GATHER YOUR MATERIALS:
– pair of scissors
– linen/burlap scraps
– black sharpie
– whatever twine or string you have on hand
– hot glue gun and extra sticks
TRACE & CUT OUT YOUR FLAG
I made mine about 9 inches long and 3 inches wide, so I can fold it over the twine to attach it. Once you cut it out, fold it in half, then cut out the triangle to make two points. Now, you can trace this pattern several times over your fabric. Amount will vary depending on how many letters you are making.
DRAW YOUR LETTERS ON EACH FLAG
Once you have all your flaggies traced and cut out, you can now draw on your letters.

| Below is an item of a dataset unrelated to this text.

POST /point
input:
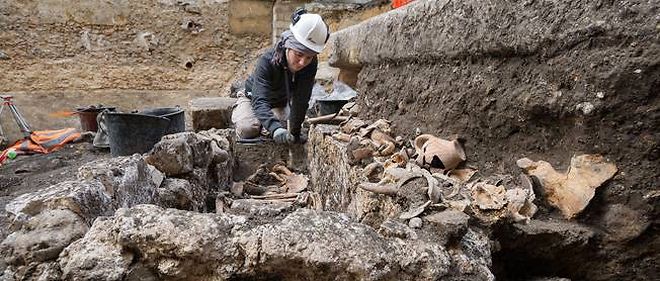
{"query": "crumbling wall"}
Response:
(541, 79)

ATTACH YOUR FLAGS TO YOUR TWINE
I had some sparkly cream twine I got on clearance at WalMart a couple years ago and a roll of red/white holiday twine from Paper Source that I wanted to combine together for more interest and texture. Make sure to measure how long you want your pennant, then cut your string and lay out your flags where you want them. I don’t have a photo for this part, but open up your flag, turn it upside down, lay your string on the crease, and spread some hot glue down the crease. Quickly fold over the flag and press carefully, so the fold sticks to the string.
HANG IT UP
I decided to leave the flags undone on the bottoms rather than gluing the whole thing together, so that the layers still show and give some depth. When you’re pennant is complete, just hang on your mantle with a few tacks, and you’re done!